HD 21278

Observation data Epoch J2000 Equinox ICRS
- Constellation: Perseus
- Right ascension: 03^{h} 28^{m} 03.07076^{s}
- Declination: +49° 03′ 46.3258″
- Apparent magnitude (V): 4.99

Characteristics
- Evolutionary stage: Main sequence
- Spectral type: B5V + B9V
- U−B color index: −0.56
- B−V color index: −0.10

Astrometry
- Radial velocity (R_{v}): +1.20 km/s
- Proper motion (μ): RA: +22.754 mas/yr Dec.: −25.649 mas/yr
- Parallax (π): 5.6775±0.1248 mas
- Distance: 570 ± 10 ly (176 ± 4 pc)
- Absolute magnitude (M_{V}): −1.49

Orbit
- Period (P): 21.685415±0.000035 days
- Semi-major axis (a): 1.75820±0.00377 mas
- Eccentricity (e): 0.13843±0.00010
- Inclination (i): 148.938±0.030°
- Longitude of the node (Ω): 85.725±0.049°
- Periastron epoch (T): mJD 46714.031±0.022
- Argument of periastron (ω) (secondary): 89.946±0.049°
- Semi-amplitude (K_{1}) (primary): 31.45±0.31 km/s
- Semi-amplitude (K_{2}) (secondary): 50.47±0.31 km/s

Details

A
- Mass: 5.381±0.084 M_{☉}
- Radius: 3.75±0.09 R_{☉}
- Luminosity: 940 L_{☉}
- Surface gravity (log g): 4.152±0.113 cgs
- Temperature: 16,750 K
- Metallicity [Fe/H]: 0.00 dex
- Rotational velocity (v sin i): 53 km/s
- Age: 49.5±6.0 Myr

B
- Mass: 3.353±0.064 M_{☉}
- Temperature: 11,120 K
- Age: 49.5±6.0 Myr
- Other designations: BD+48°920, GC 4108, HD 21278, HIP 16147, HR 1034, SAO 38849

Database references
- SIMBAD: data

= HD 21278 =

Binary star system in the constellation Perseus

HD 21278 is a binary star system in the constellation Perseus, located within the Alpha Persei Cluster.

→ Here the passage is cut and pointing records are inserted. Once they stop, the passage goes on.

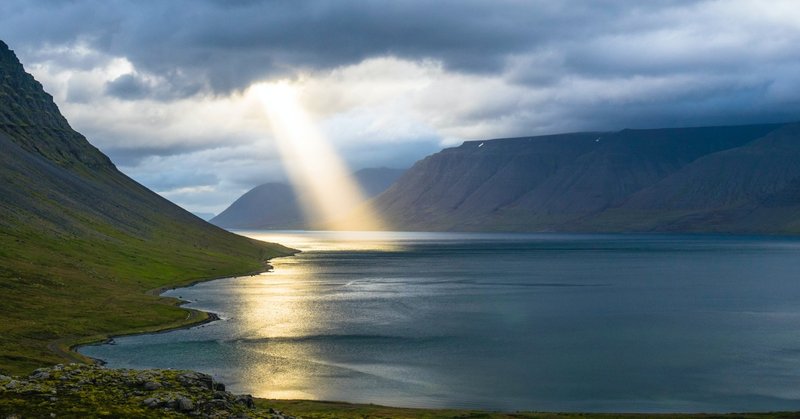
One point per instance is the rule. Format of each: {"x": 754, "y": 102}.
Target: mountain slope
{"x": 80, "y": 242}
{"x": 631, "y": 180}
{"x": 276, "y": 206}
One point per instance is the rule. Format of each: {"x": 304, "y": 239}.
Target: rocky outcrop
{"x": 91, "y": 390}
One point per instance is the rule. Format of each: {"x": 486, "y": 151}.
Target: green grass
{"x": 329, "y": 410}
{"x": 59, "y": 291}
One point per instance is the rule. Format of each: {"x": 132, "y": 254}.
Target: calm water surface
{"x": 512, "y": 322}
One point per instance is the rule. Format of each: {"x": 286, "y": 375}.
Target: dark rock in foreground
{"x": 91, "y": 390}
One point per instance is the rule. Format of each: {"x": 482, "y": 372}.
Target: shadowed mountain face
{"x": 276, "y": 206}
{"x": 723, "y": 179}
{"x": 80, "y": 242}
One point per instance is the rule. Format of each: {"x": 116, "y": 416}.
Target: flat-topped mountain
{"x": 80, "y": 242}
{"x": 275, "y": 205}
{"x": 708, "y": 179}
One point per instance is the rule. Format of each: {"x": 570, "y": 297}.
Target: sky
{"x": 165, "y": 88}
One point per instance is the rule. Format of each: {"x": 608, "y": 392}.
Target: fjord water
{"x": 513, "y": 322}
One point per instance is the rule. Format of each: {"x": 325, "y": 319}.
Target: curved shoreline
{"x": 68, "y": 347}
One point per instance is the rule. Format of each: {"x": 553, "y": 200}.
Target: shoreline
{"x": 68, "y": 347}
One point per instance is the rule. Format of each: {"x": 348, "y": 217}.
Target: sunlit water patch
{"x": 542, "y": 322}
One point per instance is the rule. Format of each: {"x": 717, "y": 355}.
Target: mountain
{"x": 710, "y": 179}
{"x": 81, "y": 243}
{"x": 275, "y": 205}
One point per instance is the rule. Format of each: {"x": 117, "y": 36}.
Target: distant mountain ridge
{"x": 276, "y": 206}
{"x": 743, "y": 179}
{"x": 81, "y": 243}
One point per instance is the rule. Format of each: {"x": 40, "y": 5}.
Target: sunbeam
{"x": 324, "y": 185}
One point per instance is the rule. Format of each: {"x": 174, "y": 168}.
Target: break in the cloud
{"x": 163, "y": 86}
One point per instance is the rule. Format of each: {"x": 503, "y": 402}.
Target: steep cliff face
{"x": 685, "y": 179}
{"x": 80, "y": 242}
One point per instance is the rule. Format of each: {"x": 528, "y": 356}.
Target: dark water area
{"x": 634, "y": 323}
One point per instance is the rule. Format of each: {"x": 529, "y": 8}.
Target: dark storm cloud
{"x": 491, "y": 68}
{"x": 230, "y": 44}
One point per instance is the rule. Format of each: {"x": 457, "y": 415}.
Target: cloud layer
{"x": 162, "y": 87}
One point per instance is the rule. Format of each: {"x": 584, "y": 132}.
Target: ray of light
{"x": 324, "y": 185}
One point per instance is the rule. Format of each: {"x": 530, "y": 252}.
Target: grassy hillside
{"x": 81, "y": 243}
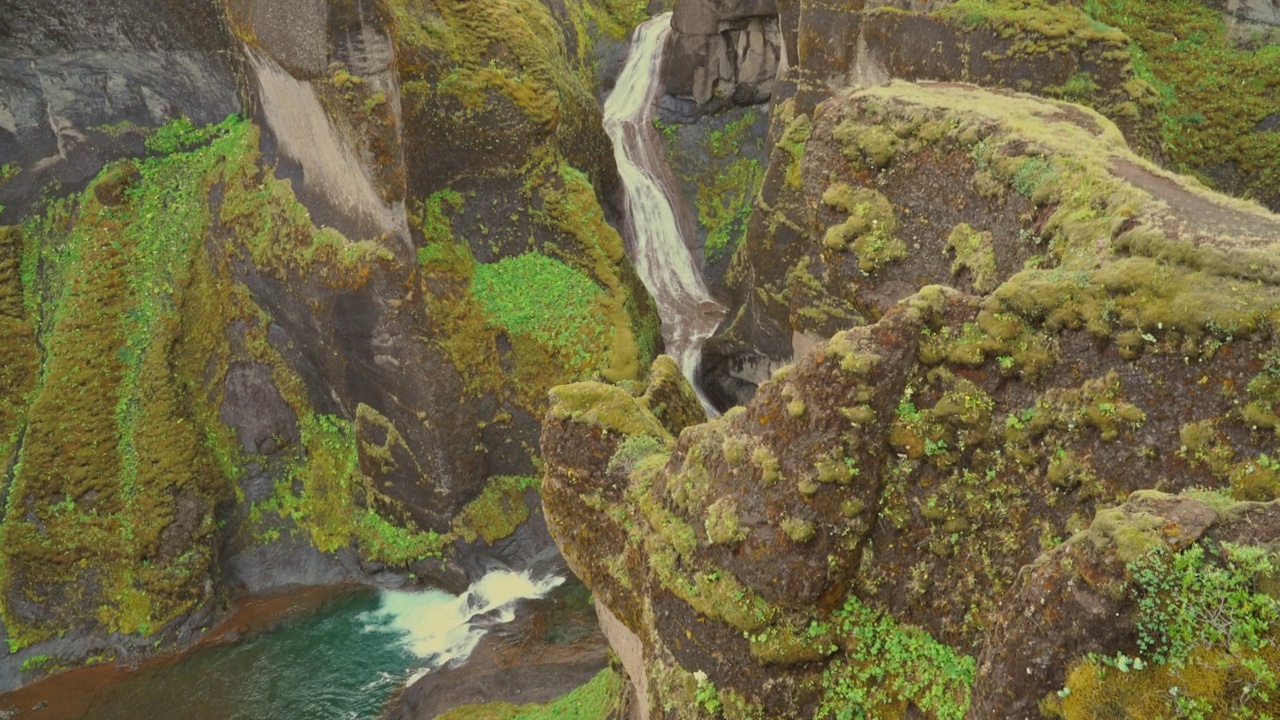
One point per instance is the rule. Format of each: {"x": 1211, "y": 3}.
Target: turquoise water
{"x": 339, "y": 662}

It has a blue-white hue and is visible to the naked eye with a combined apparent visual magnitude of 4.99. The system is located at a distance of approximately 570 light years from the Sun based on parallax, and it is drifting further away with a radial velocity of +1.20 km/s.

The binary nature of this star was announced in 1925 by Otto Struve. It is a double-lined spectroscopic binary with an orbital period of 21.685 days and an eccentricity of 0.138.

The primary component is a B-type main-sequence star with a stellar classification of B5V, indicating it is generating energy through core hydrogen fusion. The star is spinning with a projected rotational velocity of 53 km/s. It has 5.381 times the mass of the Sun and about 3.75 times the Sun's radius. HD 21278 A is radiating 940 times the luminosity of the Sun from its photosphere at an effective temperature of 16,410 K.

The secondary component is also a B-type main-sequence star, with a spectral class B9V. It has 3.353 times the mass of the Sun and an effective temperature of 11,120 K.